To examine the relationship with functional traits, we remove the species with no known bodymass:

In [143]:
@subset!(rodents, :bodymass .>= 0.0)
67×5 DataFrame
42 rows omitted
Row species family dimension parasites bodymass
String String31 Float64 Int64 Float64
1 Microtus arvalis Cricetidae -1.4844 81 26.9
2 Prometheomys schaposchnikowi Cricetidae -0.0686128 4 75.0
3 Cricetulus migratorius Cricetidae -1.0629 82 30.59
4 Chionomys nivalis Cricetidae -0.0958455 7 42.01
5 Lagurus lagurus Cricetidae -0.2039 10 20.6
6 Cricetus cricetus Cricetidae -0.526361 19 428.95
7 Microtus oeconomus Cricetidae -1.02079 45 33.1
8 Ellobius talpinus Cricetidae -0.113965 9 40.0
9 Microtus agrestis Cricetidae -1.06681 47 35.87
10 Myopus schisticolor Cricetidae -0.370914 13 29.99
11 Mesocricetus brandti Cricetidae -0.224993 13 198.0
12 Microtus socialis Cricetidae -0.264866 21 48.0
13 Alticola argentatus Cricetidae -0.523342 33 37.69
56 Sorex isodon Soricidae -0.271786 8 12.23
57 Sorex minutissimus Soricidae -0.367461 12 2.46
58 Crocidura suaveolens Soricidae -0.395894 17 7.35
59 Sorex tundrensis Soricidae -0.17576 5 7.65
60 Diplomesodon pulchellum Soricidae -0.0295968 4 11.0
61 Sorex cinereus Soricidae -0.0326016 1 4.2
62 Sorex roboratus Soricidae -0.239524 8 12.99
63 Sorex alpinus Soricidae -0.230646 8 8.04
64 Neomys anomalus Soricidae -0.185322 6 13.19
65 Crocidura leucodon Soricidae -0.145881 7 10.88
66 Myospalax myospalax Spalacidae -0.0434989 4 225.0
67 Talpa europaea Talpidae -0.789351 31 87.53

And we can finally plot this as the last panel of the figure:

In [144]:
scatter!(
    figure2b,
    rodents.bodymass,
    rodents.dimension;
    color = :black,
)
current_figure()

In [145]:
scatter!(
    figure2c,
    rodents.bodymass,
    rodents.parasites;
    color = :black,
)
current_figure()

We save the figure to disk in the same way as before:

In [146]:
current_figure()

Figure 2: Ecological analysis of an embedding for a host-parasite metaweb, using Random Dot Product Graphs.

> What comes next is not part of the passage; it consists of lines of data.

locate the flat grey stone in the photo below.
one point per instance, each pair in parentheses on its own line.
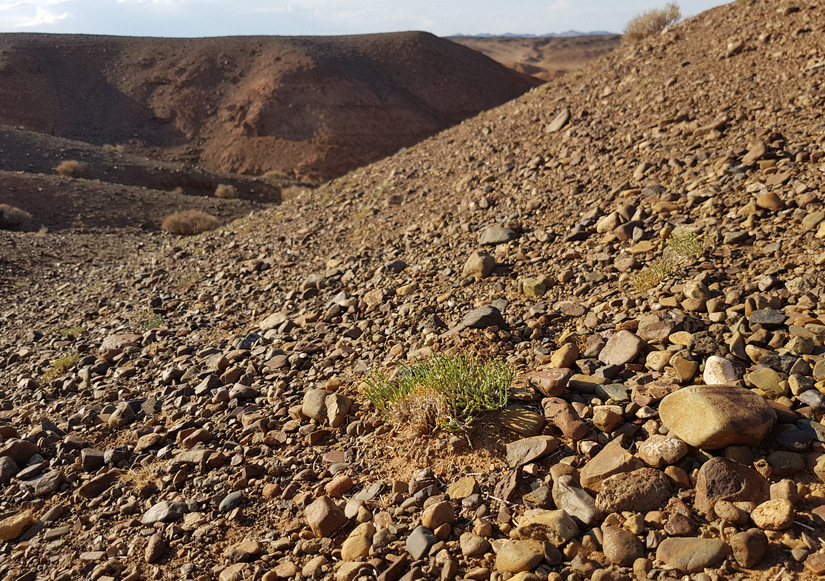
(419,542)
(493,235)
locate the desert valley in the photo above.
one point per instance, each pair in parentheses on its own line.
(245,279)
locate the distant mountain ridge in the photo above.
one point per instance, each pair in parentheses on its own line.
(567,34)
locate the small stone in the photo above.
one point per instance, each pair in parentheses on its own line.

A, relationship between the number of parasites and position along the first axis of the right-subspace for all hosts, showing that the embedding captures elements of network structure at the species scale. B, weak relationship between the body mass of hosts (in grams) and the position alongside the same dimension. C, weak relationship between body mass of hosts and parasite richness. D, distribution of positions alongside the same axis for hosts grouped by taxonomic family.